At the same time, the anti-Sanders camp remains split: Mr. Biden, Senator Elizabeth Warren, Mr. Buttigieg and Ms. Klobuchar are all insisting on staying in the race while Mr. Bloomberg is spending heavily on advertising in Super Tuesday states like Texas and California, where Mr. Sanders could build up a delegate lead if the remaining vote is divided.
In the aftermath of Mr. Sanders’s triumph in Nevada, the question that increasingly looms over the race is whether Super Tuesday, when 16 contests are held on March 3, will be the day he puts himself on a glide path to the nomination.
On Sunday, his aides began taking steps toward trying to do just that.
After months of downplaying Mr.
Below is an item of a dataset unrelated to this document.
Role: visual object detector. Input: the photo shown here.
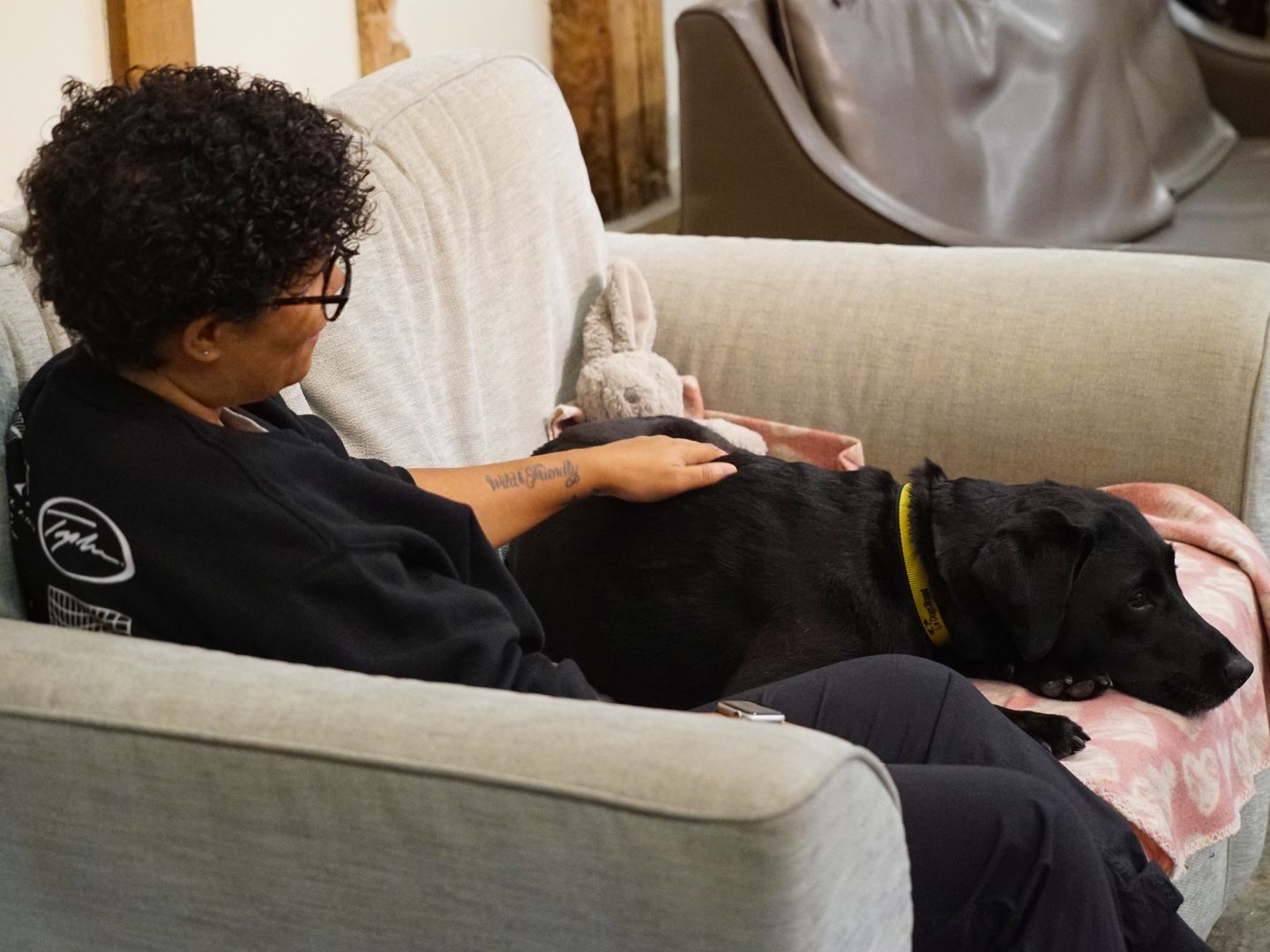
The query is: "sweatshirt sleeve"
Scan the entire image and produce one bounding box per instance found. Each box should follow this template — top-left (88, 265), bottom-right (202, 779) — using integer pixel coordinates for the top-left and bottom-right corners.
top-left (286, 546), bottom-right (597, 699)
Sanders’s prospects in South Carolina, where he lost badly in the 2016 primary because of his weakness with black voters then, his campaign was blunt about its objective in Saturday’s vote.
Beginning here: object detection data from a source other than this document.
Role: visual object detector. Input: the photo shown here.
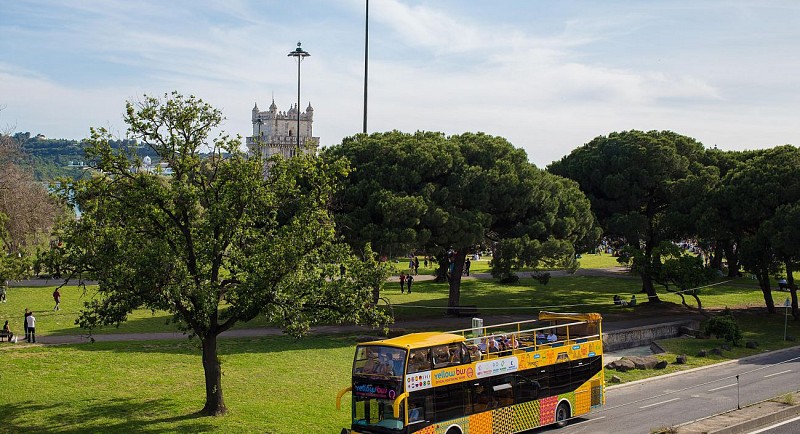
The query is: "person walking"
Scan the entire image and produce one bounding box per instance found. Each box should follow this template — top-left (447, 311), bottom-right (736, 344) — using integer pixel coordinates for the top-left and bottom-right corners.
top-left (25, 312), bottom-right (36, 344)
top-left (22, 307), bottom-right (31, 340)
top-left (53, 288), bottom-right (61, 310)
“We’re fighting to win in South Carolina,” said Jeff Weaver, a top Sanders strategist, noting that polls show them “moving up considerably on the vice president.”
Should Mr. Sanders defeat or even finish near Mr. Biden in South Carolina, a state the former vice president has long seen as his firewall, it could vault him into Super Tuesday three days later with such force that it may be difficult for any of his opponents to catch up with him.
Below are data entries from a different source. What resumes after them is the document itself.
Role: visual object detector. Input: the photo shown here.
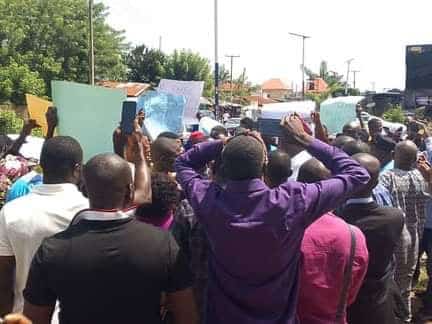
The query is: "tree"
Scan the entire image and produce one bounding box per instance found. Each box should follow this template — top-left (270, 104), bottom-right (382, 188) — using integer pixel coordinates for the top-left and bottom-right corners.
top-left (0, 0), bottom-right (127, 100)
top-left (0, 59), bottom-right (45, 104)
top-left (165, 50), bottom-right (214, 97)
top-left (126, 45), bottom-right (167, 85)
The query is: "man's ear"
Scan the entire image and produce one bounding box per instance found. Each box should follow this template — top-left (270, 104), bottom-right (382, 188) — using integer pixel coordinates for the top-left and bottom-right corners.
top-left (124, 183), bottom-right (135, 208)
top-left (72, 163), bottom-right (82, 184)
top-left (288, 170), bottom-right (296, 180)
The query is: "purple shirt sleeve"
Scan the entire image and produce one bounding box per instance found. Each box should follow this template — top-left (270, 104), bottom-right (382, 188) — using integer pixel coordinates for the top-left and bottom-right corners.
top-left (278, 139), bottom-right (370, 226)
top-left (175, 141), bottom-right (223, 209)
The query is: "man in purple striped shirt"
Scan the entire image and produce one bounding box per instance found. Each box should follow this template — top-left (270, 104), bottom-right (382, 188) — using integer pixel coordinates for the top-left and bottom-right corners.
top-left (176, 116), bottom-right (369, 324)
That’s when Mr. Sanders is hoping to pile up delegates while also inflicting symbolic blows on his opponents by winning in some of their home states, including Ms. Warren’s Massachusetts and Ms. Klobuchar’s Minnesota, both of which Mr. Sanders plans to visit before March 3, according to aides.
Yet it is Mr. Sanders’s decision to compete aggressively in South Carolina, where he has long lowered expectations by vowing only to “do well” there, that illustrates how rapidly this race is moving to him. More than half of the state’s Democratic electorate is expected to be African-American, one of Mr. Biden’s strongest blocs of support, and the former vice president has led in the polls there since the outset of the race.